I might be missing something obvious here, but when trying to expose a Q_ENUM to QML, even in the most simple case, does not seem to work as shown in the QT docs (http://doc.qt.nokia.com/4.7-snapshot/qtbinding.html#using-enumerations-of-a-custom-type)
I've created a simple test case, my C++ class looks like:
class MyClass : public QDeclarativeItem {
Q_OBJECT
Q_ENUMS(testType)
public:
MyClass() : t(FirstValue) { }
enum testType { InvalidValue, FirstValue, SecondValue } ;
testType testVal() const { return t; }
Q_PROPERTY(testType testVal READ testVal NOTIFY testValChanged)
private:
testType t;
signals:
void testValChanged();
};
I then register & inject an instance of this class into the QDeclartiveContext.

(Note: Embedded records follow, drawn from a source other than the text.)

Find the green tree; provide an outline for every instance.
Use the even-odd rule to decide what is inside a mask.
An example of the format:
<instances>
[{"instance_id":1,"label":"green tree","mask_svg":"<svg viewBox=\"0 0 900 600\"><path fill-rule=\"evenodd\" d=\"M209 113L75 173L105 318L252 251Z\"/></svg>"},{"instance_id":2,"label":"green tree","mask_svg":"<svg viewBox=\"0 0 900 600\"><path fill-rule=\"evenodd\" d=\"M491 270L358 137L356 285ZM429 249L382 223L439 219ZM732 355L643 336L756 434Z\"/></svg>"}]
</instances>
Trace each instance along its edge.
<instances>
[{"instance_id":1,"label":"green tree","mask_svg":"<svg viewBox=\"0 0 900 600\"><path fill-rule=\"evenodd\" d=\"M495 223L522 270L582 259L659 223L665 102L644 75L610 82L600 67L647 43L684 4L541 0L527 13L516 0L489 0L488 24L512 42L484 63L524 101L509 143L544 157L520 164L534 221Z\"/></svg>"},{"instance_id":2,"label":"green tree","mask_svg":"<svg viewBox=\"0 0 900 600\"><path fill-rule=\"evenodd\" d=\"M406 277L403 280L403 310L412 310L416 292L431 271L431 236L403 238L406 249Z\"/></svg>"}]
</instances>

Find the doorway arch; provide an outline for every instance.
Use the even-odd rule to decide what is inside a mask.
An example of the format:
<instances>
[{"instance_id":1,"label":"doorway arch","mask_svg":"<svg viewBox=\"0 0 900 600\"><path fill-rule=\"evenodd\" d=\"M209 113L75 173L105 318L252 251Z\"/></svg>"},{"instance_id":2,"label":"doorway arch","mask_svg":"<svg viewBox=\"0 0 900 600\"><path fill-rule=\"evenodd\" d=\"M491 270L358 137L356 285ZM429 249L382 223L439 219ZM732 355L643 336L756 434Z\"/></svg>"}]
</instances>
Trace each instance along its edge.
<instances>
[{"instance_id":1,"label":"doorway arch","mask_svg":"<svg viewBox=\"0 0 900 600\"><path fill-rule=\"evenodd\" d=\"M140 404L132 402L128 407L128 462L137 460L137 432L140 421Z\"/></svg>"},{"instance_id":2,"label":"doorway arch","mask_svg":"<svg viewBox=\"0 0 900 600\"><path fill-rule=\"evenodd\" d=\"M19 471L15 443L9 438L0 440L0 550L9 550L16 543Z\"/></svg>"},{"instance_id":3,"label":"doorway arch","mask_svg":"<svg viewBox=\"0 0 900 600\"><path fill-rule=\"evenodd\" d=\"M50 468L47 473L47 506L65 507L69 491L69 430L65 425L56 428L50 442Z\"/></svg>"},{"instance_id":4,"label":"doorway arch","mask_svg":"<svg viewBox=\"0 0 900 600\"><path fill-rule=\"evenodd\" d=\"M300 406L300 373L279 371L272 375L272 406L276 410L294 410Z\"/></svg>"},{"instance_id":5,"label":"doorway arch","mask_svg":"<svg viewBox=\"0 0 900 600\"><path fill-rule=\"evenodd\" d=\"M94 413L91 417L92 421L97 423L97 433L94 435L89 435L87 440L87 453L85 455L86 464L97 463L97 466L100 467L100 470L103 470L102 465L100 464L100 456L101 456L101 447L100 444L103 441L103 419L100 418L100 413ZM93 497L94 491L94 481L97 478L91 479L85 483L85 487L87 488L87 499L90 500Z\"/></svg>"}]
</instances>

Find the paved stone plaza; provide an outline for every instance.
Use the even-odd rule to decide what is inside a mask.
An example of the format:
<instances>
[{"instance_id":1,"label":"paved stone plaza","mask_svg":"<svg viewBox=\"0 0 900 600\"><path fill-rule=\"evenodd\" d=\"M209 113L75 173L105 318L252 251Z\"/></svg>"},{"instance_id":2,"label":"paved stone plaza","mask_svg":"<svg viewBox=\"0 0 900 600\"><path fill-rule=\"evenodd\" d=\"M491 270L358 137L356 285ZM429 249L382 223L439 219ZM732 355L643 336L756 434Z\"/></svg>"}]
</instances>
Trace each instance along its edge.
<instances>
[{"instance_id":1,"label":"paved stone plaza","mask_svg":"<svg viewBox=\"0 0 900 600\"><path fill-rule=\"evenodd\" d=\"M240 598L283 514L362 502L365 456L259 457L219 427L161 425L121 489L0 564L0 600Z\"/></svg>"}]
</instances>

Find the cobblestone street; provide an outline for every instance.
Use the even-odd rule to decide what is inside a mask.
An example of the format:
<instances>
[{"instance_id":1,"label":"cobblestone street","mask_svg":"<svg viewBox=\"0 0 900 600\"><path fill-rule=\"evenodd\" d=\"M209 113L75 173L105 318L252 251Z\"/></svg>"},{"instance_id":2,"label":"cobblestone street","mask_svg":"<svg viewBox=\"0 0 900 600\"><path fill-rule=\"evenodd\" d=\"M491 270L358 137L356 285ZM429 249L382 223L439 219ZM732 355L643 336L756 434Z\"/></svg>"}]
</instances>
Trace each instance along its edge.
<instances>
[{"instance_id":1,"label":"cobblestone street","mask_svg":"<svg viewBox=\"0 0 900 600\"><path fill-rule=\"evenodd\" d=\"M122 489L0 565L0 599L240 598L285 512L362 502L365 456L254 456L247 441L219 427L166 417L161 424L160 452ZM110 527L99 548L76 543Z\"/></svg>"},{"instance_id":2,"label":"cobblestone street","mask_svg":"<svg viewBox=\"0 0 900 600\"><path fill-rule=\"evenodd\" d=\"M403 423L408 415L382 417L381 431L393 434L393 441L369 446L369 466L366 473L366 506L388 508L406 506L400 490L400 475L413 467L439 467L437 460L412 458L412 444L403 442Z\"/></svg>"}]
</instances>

When I try and access the testVal property, it returns the integer (1 in this case) rather than a string representation. In addition, with the instance injected as 'aVar', if I try and access 'aVar.FirstValue', the result is 'undefined'
So this means I can't do tests like: 'if aVar.testVal == FirstValue'
(ReferenceError for the unqualified FirstValue)
Or like this: 'if aVar.testVal == aVar.FirstValue'
(aVar.FirstValue
is undefined)
Anyone been through this before? It seems to conflict with example provided in the QT docs, although, the Object is instantiated from QML in that example, so this might be the cause..
Enum values can only be accessed as "ElementName.EnumValue", not "object.EnumValue". So, aVar.FirstValue won't work; you'll need to use MyClass.FirstValue instead (and to do this, you'll need to register MyClass with qmlRegisterType() and then import the registered module).
Also, enum values as not returned as strings since they are defined as integer values.